手のひらにコロンとひっくり返った高杉に、土方は目を輝かせる。
「な、なぁ、銀時。コイツ飼っても…」
「ダメ。そんなキラキラしたお前の顔初めて見たけどダメ」
「何で」
「あのな。今はコウモリだけど、ソイツも人型になるからね?」
「え、そうなのか?」
喋るコウモリのままじゃないと知って、如何にも残念という顔をする土方に、銀時は大きく頷いた。

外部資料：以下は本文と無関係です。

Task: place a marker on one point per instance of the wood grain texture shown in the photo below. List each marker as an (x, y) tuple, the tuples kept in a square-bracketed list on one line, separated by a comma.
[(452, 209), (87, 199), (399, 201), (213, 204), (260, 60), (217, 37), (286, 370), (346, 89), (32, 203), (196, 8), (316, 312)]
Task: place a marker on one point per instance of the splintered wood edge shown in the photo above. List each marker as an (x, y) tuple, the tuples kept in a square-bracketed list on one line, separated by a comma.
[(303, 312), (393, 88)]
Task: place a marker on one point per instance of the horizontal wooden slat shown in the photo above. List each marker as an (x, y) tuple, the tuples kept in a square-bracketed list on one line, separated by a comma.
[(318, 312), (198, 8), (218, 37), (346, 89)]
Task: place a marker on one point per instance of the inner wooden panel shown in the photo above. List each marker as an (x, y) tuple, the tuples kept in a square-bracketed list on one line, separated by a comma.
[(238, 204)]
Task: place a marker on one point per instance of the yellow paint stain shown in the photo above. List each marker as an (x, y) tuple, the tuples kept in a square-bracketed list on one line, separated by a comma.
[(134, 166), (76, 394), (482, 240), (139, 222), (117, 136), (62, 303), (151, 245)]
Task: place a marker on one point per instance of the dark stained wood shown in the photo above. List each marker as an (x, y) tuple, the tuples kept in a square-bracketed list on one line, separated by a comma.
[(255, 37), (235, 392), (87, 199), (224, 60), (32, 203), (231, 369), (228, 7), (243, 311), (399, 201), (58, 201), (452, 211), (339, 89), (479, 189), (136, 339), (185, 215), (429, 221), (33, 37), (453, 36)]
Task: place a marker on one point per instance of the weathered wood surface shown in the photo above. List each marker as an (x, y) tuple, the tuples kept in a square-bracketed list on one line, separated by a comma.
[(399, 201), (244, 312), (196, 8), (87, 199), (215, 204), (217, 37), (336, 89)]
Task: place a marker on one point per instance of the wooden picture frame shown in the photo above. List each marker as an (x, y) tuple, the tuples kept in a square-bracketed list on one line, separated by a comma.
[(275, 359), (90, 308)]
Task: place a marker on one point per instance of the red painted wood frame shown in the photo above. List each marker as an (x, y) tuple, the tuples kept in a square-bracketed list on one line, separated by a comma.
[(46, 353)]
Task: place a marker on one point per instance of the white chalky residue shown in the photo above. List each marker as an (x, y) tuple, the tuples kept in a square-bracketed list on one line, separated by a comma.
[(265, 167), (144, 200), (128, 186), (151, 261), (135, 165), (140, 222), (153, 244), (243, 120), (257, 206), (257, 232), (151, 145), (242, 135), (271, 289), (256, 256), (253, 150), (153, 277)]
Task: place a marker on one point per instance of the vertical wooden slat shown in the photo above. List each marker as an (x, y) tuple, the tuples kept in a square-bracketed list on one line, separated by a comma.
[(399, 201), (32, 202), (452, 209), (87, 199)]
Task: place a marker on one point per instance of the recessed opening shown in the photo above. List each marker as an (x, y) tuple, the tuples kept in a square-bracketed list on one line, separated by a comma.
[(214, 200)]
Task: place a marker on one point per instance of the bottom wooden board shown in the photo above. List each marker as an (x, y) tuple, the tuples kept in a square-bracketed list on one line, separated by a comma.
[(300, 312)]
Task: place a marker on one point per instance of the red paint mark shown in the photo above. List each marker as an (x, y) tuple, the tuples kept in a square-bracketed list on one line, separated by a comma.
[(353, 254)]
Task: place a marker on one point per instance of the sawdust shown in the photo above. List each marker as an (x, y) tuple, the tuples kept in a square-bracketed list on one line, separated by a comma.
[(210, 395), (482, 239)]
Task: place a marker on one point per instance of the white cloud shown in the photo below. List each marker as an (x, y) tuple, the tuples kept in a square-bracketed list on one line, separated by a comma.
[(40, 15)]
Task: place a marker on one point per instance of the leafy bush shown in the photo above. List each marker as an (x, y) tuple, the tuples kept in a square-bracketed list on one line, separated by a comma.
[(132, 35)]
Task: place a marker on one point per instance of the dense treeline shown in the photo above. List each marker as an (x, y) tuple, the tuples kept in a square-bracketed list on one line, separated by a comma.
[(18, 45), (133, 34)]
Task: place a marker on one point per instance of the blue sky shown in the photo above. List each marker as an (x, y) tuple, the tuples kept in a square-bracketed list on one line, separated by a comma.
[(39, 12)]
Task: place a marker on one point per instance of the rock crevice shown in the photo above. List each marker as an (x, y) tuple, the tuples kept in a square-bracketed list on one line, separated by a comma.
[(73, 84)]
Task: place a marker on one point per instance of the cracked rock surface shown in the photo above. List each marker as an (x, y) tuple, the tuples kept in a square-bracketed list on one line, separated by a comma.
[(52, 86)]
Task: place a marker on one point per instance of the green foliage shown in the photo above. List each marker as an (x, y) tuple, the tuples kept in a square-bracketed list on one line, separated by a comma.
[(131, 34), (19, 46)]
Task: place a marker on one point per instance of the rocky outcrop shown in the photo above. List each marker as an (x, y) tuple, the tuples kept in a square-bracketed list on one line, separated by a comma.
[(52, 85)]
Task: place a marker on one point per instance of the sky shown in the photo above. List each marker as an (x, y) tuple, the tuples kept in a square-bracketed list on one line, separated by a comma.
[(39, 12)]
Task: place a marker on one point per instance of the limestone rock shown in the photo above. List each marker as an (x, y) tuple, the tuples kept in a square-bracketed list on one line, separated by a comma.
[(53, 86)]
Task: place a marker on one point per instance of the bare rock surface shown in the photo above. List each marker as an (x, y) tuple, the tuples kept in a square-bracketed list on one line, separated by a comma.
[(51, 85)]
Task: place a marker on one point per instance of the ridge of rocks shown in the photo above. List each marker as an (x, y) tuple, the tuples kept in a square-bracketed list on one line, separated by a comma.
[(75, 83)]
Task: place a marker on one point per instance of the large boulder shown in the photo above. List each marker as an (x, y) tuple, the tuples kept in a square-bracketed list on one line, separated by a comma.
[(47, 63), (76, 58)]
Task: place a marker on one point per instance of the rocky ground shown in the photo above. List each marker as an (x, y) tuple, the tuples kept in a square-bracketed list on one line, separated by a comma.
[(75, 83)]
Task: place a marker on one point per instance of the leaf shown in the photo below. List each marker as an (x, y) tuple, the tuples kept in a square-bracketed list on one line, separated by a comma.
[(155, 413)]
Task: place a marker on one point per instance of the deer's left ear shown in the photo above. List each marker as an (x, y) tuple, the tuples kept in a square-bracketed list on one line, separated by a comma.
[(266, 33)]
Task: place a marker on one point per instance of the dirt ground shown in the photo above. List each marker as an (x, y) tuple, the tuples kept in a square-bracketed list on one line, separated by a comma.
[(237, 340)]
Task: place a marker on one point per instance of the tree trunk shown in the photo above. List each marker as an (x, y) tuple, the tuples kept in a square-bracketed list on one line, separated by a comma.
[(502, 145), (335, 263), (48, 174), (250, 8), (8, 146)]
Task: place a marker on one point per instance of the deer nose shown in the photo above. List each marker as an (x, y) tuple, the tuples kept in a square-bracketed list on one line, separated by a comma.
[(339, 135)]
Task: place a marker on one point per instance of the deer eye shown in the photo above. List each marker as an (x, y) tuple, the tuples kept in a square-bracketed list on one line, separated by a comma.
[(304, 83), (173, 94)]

「今は腹減ってっから、コウモリ姿しか取れねーけど、腹が膨れれば可愛くねェ人型になるんだぞ。ホラ、捨てるなら今のうちだって」
「…だからって今にも死にそうなの放り出せねーだろ」
ぺしょん、と手のひらの上で潰れている高杉を見て、土方は言う。
人差し指で身体を撫でてやれば、土方の体内を流れる血に反応してか、高杉がぴくりと動いた。

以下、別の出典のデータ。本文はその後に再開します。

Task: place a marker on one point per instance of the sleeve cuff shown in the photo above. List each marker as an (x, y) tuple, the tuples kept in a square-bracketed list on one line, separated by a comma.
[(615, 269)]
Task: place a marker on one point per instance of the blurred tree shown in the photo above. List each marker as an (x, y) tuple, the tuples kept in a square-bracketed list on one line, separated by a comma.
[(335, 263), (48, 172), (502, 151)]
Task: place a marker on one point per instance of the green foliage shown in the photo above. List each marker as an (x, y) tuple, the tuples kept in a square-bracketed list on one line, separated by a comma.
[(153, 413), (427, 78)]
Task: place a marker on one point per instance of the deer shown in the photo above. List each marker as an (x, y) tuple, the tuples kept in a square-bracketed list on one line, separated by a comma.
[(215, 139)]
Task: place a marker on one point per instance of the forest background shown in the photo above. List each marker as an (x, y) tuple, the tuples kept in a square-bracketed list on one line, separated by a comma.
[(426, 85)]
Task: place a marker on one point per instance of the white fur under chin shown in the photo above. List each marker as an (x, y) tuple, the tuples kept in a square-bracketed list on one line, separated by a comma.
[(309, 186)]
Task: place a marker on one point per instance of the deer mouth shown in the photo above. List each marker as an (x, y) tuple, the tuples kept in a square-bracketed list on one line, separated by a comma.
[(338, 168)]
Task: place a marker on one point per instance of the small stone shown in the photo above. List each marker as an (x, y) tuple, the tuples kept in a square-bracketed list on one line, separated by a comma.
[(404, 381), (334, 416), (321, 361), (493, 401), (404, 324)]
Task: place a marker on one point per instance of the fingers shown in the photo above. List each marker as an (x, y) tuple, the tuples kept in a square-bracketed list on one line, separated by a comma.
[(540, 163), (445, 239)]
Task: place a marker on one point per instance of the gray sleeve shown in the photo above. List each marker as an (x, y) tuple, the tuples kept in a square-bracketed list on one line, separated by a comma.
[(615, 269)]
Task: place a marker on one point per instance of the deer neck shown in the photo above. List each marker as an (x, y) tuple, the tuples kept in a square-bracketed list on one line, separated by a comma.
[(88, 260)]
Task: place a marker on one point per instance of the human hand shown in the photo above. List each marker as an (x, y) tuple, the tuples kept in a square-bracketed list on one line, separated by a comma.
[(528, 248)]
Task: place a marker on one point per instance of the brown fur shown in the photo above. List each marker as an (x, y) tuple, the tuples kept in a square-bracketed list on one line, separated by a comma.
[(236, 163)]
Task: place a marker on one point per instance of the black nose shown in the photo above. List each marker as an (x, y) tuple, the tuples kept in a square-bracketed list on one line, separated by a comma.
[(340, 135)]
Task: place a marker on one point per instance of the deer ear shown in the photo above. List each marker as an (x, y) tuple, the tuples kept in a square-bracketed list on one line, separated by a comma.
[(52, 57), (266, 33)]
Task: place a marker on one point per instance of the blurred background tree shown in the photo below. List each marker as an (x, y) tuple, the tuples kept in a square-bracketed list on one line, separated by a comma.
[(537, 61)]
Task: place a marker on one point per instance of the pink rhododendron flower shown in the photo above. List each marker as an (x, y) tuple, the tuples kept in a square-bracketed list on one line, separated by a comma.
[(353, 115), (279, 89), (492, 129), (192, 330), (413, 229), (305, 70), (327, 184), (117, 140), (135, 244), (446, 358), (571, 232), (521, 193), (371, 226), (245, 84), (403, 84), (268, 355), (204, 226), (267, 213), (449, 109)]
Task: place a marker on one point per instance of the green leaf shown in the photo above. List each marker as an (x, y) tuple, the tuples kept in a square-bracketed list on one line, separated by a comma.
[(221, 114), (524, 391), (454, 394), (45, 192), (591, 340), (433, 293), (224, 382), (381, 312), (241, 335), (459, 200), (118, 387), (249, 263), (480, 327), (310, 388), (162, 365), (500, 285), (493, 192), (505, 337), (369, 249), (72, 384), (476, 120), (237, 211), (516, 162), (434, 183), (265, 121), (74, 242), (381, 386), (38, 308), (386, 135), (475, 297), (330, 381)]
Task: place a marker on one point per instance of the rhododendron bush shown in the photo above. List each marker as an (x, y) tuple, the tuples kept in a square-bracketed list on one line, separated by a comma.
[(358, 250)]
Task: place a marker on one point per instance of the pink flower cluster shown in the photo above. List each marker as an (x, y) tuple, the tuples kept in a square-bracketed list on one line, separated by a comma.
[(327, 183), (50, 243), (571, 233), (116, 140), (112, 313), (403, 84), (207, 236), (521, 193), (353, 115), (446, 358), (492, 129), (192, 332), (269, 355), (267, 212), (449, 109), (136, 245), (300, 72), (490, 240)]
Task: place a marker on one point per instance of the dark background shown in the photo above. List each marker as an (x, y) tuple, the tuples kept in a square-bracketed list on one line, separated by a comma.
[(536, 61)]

そして、一旦牙を剥くが、やはりトラウマが蘇るのか、プルプル震えて断念する。
その一連の動作が可愛くて何度もやりたくなるが、流石に瀕死の小動物にそれは可哀想なので、土方はぐっと我慢した。
「うぅ…。血ィ…。血ィ寄越せ〜…」
「…………」
必死に血を求める高杉が不憫になった土方は、キッチンへ足を向ける。
「土方?」
怪訝そうに土方の名を呼ぶ銀時に、すぐ戻ると片手を振る。
キッチンで目的の物を見つけた土方は、銀時の所まで戻ると、小皿を銀時に持たせた。
土方の手には、果物ナイフが握られている。
銀時のもう片方の手に高杉を乗せ、土方は果物ナイフを指先に当てた。
そこまで見て、土方が何をしようとしているか気付いた銀時は、殴られたような衝撃を受ける。
「ちょ、本当にやっちまうのか!?」
「だから、人命…じゃねーけど、救助だって」
「なら、他の人間の血だっていいじゃねーか!」
「探してる間に死んじまうかもしれないだろ」
「だからって、土方がやるこた…」
「…煩い。コイツにやったら全部無くなっちまう訳でもねーだろうが」
ナイフの切っ先を銀時の顔面に突き付けて、土方は鋭い視線を送った。
その迫力に負けて、銀時は押し黙る。
負けたのは、自分でもみみっちいことを言っている自覚があるからだ。
ほんの少し。ほんの少しだけやればいいのだ。
高杉が体力を取り戻して、自分で食餌に行けるようにしてやればいい。
そう思うのに、土方の血を自分以外の誰かに与えて欲しくなかった。
お前の血は俺のモンじゃねーのか。
思わずそんなことを口走りそうになり、銀時はぞっとした。
まるで土方を餌としか見ていないようなセリフ。
言ったら、タダじゃ済まないだろう。
下手すれば見限られる。
それでも、土方は爪の先から血に至るまで自分のものだという思いがあって、自分でも恐ろしいほどの独占欲に吐き気がした。
例え高杉に血をやっても、栄養のあるもの食べて睡眠を取れば、新しい血液が作り出されることは分かっている。
けれど、理屈ではない部分が納得してくれないのだ。
口を開くのはやめたものの、銀時は顔に不満を思いきり出す。
いっそ手のひらにいる高杉を外へ放り投げようかとも思ったが、土方の不興を買うだけになりそうなので、思いとどまった。